Salmon: The one thing that I loved about POV was that POV acquired films, [which meant that] their money really went to filmmakers and creators that were going to be featured on their program. POV really wanted to support the emerging filmmakers that were coming out of school or starting to see themselves as strong filmmakers. But we didn’t have the funding in place to just buy their films. So we started creating really creative ways to support filmmakers who are just starting or have a great idea, but it’s not well polished yet. We worked with Kickstarter and the Knight Foundation. It’s those kinds of creative thought processes that I want to bring into AIR. We’re looking at working with PBS stations and trying to get them to understand how best to work with independent media makers and … other production houses on co-productions where we’re sticking to a very good, mission driven storytelling angle.

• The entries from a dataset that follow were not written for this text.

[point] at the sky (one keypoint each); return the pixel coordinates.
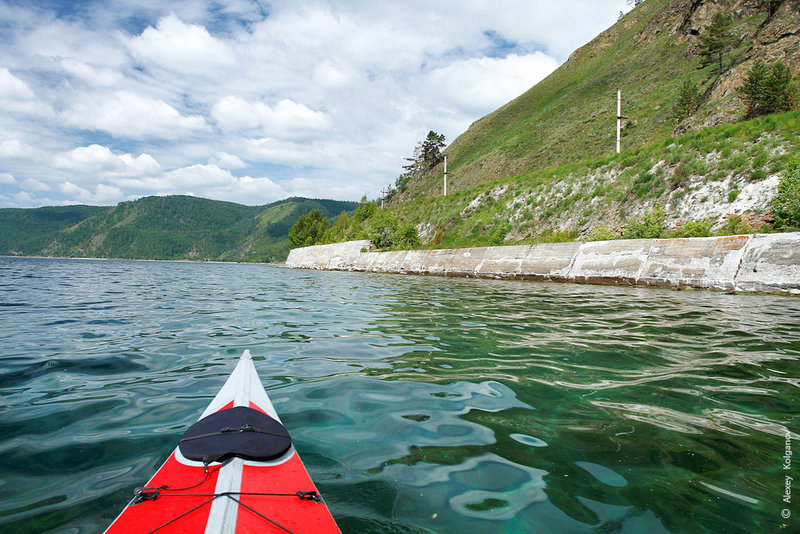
(254, 101)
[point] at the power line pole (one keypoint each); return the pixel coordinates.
(620, 116)
(445, 175)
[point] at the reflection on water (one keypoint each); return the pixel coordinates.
(418, 404)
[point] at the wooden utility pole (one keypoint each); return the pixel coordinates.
(619, 118)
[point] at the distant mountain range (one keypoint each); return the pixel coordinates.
(168, 228)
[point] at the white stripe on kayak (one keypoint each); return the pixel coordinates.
(222, 517)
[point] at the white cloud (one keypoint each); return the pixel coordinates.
(32, 184)
(324, 96)
(92, 75)
(181, 47)
(227, 161)
(101, 162)
(478, 84)
(126, 114)
(17, 96)
(211, 181)
(103, 194)
(15, 149)
(287, 119)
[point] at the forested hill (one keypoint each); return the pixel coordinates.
(170, 227)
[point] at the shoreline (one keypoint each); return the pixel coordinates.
(753, 263)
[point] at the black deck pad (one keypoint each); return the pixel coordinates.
(240, 431)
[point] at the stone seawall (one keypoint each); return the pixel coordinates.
(761, 263)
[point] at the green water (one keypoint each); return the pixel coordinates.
(418, 404)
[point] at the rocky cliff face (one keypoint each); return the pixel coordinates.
(769, 38)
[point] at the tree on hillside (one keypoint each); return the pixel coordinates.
(427, 154)
(786, 204)
(309, 229)
(689, 99)
(717, 40)
(772, 6)
(768, 90)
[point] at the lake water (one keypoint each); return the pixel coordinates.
(418, 404)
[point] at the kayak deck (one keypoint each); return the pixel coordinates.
(235, 496)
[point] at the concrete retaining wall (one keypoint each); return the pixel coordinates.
(763, 263)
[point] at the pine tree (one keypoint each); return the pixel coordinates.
(754, 88)
(768, 90)
(689, 99)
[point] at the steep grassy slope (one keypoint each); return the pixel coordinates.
(173, 227)
(28, 231)
(648, 54)
(720, 179)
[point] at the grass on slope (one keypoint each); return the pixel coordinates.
(709, 169)
(571, 115)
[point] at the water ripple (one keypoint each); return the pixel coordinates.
(418, 404)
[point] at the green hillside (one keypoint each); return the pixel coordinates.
(171, 227)
(28, 231)
(648, 54)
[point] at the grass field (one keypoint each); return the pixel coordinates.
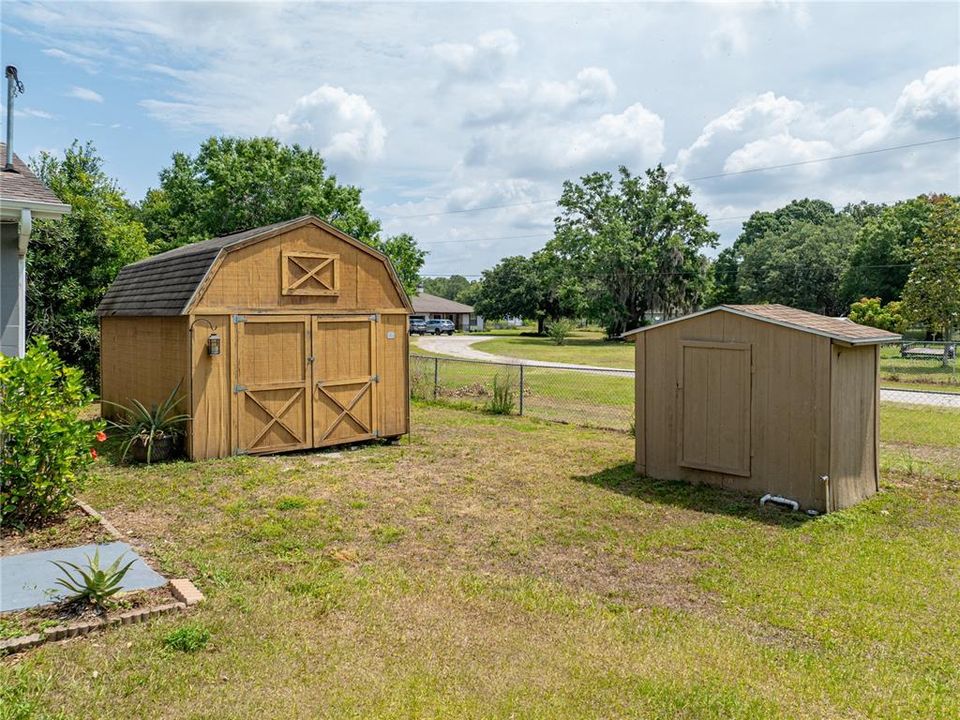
(913, 374)
(501, 567)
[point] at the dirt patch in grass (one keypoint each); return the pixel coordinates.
(73, 527)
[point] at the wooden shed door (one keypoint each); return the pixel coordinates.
(272, 384)
(714, 390)
(344, 379)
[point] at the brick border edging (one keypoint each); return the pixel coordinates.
(186, 593)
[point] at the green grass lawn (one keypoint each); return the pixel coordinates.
(582, 348)
(501, 567)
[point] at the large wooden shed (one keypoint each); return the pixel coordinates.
(761, 398)
(284, 337)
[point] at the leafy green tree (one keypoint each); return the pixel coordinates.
(800, 266)
(870, 311)
(235, 184)
(725, 284)
(636, 242)
(446, 287)
(71, 262)
(509, 289)
(406, 256)
(881, 258)
(931, 295)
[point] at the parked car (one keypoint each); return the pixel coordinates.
(439, 327)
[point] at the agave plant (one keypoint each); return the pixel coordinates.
(149, 426)
(92, 583)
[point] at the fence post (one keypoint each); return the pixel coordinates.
(521, 389)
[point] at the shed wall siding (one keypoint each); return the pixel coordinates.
(394, 377)
(143, 358)
(251, 278)
(210, 429)
(789, 411)
(853, 471)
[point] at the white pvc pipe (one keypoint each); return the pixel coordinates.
(794, 505)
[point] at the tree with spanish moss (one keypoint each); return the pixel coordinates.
(635, 243)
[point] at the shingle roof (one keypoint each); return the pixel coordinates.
(22, 184)
(836, 328)
(166, 283)
(426, 303)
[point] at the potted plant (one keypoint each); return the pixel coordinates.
(151, 434)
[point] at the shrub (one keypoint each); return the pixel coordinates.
(92, 584)
(559, 330)
(148, 426)
(502, 401)
(46, 447)
(187, 638)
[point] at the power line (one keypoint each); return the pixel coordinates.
(669, 272)
(861, 153)
(826, 159)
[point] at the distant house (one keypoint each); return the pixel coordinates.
(23, 199)
(431, 307)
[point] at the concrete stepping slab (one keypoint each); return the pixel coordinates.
(29, 579)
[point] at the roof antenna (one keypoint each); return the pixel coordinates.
(14, 87)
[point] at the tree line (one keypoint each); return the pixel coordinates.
(628, 250)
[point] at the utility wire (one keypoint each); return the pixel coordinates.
(875, 151)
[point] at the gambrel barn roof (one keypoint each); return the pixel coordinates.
(168, 283)
(839, 329)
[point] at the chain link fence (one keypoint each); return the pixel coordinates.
(920, 409)
(593, 398)
(919, 398)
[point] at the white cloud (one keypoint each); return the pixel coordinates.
(33, 112)
(486, 56)
(729, 38)
(591, 85)
(339, 124)
(86, 94)
(71, 58)
(633, 137)
(933, 99)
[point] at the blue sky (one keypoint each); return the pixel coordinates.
(434, 109)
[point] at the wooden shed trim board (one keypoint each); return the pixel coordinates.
(756, 312)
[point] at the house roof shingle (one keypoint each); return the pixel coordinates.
(426, 303)
(835, 328)
(165, 284)
(22, 184)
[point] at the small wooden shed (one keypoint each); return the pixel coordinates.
(284, 337)
(763, 399)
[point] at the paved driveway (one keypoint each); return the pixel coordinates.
(461, 346)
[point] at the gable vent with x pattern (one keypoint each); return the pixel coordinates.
(310, 273)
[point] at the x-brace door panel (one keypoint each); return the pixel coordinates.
(345, 379)
(272, 384)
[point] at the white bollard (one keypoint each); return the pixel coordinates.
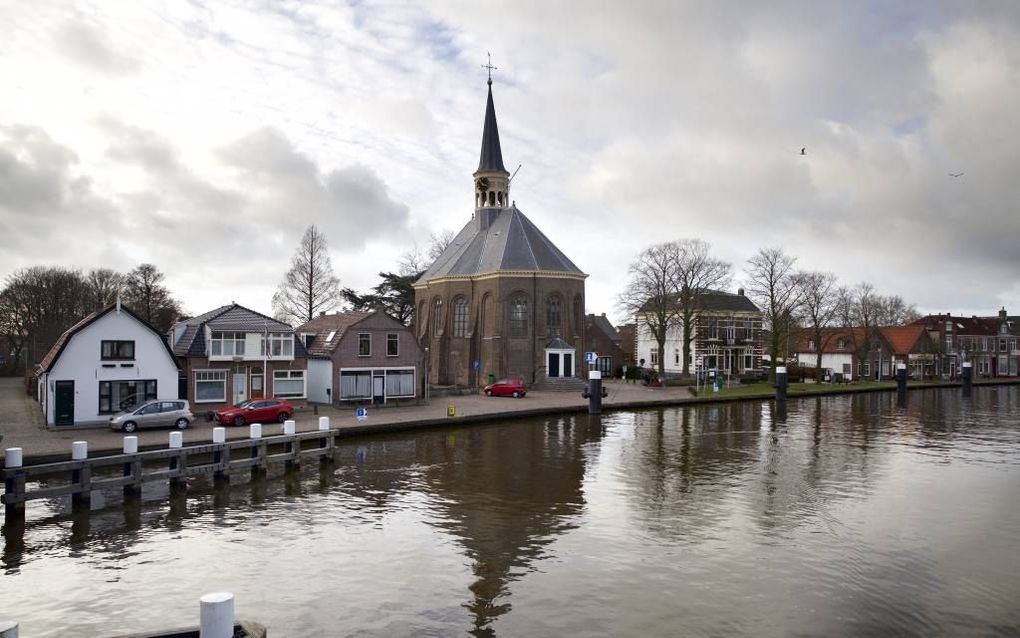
(13, 457)
(216, 615)
(8, 628)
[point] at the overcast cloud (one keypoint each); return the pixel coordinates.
(205, 137)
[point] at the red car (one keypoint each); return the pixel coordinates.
(255, 410)
(512, 386)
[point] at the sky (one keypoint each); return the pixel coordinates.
(204, 137)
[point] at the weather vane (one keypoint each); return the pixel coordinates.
(490, 67)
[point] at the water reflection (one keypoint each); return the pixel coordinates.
(870, 509)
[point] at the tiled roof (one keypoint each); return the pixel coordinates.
(499, 239)
(902, 338)
(322, 326)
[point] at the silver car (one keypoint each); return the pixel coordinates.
(175, 413)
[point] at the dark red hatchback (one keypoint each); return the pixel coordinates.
(255, 410)
(511, 386)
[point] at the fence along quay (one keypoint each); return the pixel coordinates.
(255, 453)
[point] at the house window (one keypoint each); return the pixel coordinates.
(518, 316)
(553, 315)
(281, 344)
(210, 386)
(400, 383)
(117, 350)
(355, 385)
(226, 344)
(460, 317)
(289, 384)
(116, 396)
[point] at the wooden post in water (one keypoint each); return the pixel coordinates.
(177, 461)
(82, 477)
(216, 616)
(132, 468)
(221, 456)
(13, 459)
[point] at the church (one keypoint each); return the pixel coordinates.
(502, 300)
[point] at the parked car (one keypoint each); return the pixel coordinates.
(159, 413)
(512, 386)
(255, 410)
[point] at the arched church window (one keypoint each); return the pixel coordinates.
(518, 315)
(553, 315)
(438, 316)
(460, 316)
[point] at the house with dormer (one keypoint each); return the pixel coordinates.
(233, 353)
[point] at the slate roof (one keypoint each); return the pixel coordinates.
(718, 300)
(227, 317)
(322, 326)
(61, 342)
(491, 157)
(508, 242)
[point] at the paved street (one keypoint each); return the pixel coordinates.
(21, 423)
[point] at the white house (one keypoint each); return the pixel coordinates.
(108, 361)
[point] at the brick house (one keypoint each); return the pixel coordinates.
(607, 342)
(361, 356)
(232, 354)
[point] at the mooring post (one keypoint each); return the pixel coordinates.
(132, 468)
(290, 429)
(13, 460)
(8, 628)
(177, 461)
(216, 616)
(82, 477)
(595, 392)
(901, 378)
(255, 433)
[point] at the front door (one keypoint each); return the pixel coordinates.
(554, 364)
(240, 388)
(63, 403)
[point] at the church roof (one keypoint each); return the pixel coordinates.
(508, 242)
(492, 156)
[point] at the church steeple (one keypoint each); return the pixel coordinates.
(491, 180)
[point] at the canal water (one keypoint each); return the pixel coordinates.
(837, 516)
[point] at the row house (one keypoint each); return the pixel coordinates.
(233, 354)
(988, 343)
(728, 337)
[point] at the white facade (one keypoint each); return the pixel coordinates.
(148, 366)
(319, 381)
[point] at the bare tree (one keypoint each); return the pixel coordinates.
(651, 294)
(104, 285)
(697, 273)
(819, 309)
(310, 286)
(772, 285)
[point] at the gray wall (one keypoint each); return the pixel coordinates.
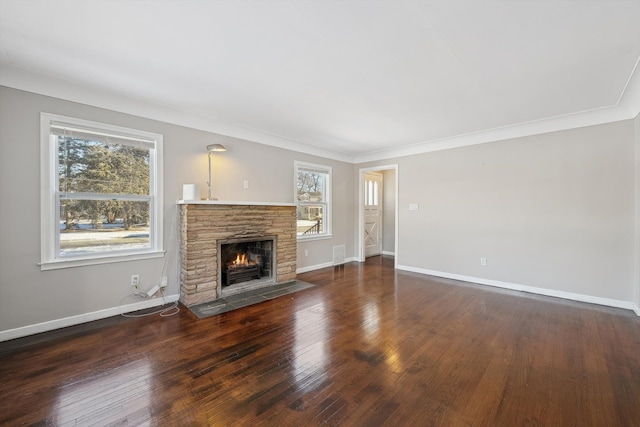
(553, 211)
(29, 296)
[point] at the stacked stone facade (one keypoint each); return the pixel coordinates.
(204, 226)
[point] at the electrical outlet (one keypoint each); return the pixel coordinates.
(153, 291)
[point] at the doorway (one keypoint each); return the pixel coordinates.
(377, 214)
(373, 208)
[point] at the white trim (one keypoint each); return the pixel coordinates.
(360, 244)
(83, 318)
(64, 263)
(323, 265)
(31, 81)
(627, 107)
(313, 267)
(49, 200)
(524, 288)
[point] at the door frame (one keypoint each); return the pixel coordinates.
(360, 245)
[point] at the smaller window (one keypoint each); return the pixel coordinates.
(313, 198)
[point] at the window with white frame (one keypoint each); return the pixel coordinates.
(100, 192)
(313, 199)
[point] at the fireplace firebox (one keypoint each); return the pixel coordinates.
(246, 262)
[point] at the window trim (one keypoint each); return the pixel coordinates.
(49, 211)
(327, 216)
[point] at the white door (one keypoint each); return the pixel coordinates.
(372, 214)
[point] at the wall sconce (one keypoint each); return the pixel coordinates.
(210, 149)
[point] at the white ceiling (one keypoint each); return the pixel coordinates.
(355, 80)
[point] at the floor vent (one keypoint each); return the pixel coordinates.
(338, 255)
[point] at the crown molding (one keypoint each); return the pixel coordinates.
(627, 107)
(42, 84)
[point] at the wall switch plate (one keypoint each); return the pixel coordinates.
(153, 291)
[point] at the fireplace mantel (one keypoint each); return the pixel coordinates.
(229, 202)
(206, 224)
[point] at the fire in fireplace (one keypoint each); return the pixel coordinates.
(246, 261)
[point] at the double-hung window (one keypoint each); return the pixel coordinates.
(101, 193)
(313, 199)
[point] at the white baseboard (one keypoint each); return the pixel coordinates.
(524, 288)
(83, 318)
(323, 265)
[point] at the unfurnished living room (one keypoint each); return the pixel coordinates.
(297, 212)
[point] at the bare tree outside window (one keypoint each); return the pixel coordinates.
(312, 198)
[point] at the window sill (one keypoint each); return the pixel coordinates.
(303, 238)
(76, 262)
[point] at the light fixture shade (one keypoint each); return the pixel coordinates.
(216, 147)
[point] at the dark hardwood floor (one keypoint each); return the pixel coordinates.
(367, 346)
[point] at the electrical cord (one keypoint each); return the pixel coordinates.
(172, 309)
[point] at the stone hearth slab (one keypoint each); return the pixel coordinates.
(244, 299)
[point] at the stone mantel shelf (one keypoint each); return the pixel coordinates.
(230, 202)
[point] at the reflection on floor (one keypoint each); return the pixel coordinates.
(243, 299)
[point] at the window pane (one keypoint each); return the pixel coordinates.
(310, 219)
(98, 226)
(310, 186)
(88, 166)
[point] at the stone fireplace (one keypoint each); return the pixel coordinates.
(229, 247)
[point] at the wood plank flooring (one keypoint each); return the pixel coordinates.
(366, 346)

There’s a lot of local news that can be enhanced with a podcaster. There’s just so much that I’ve picked up from POV that can translate really well back into AIR.

Current: What do you see as some of the biggest challenges facing independent audio producers?

Salmon: It’s still the rate card. It’s all over the place. And there needs to be some consistency so when an editor enters a room and they negotiate a contract, they have an idea of what their value is and what they should be paid. That’s what we’re trying to do. The more members that join AIR and contribute [details about] their salaries, payments or fees that they’ve received, it helps us expand our rate card and our research. And that allows us to offer our members a better way of sustaining that lifestyle. And that’s … the ongoing fight.  Not too many people want to share their salary because it feels like it may minimize or add competition to their work, but it actually relieves a lot of that stress of how to negotiate for what you’re worth.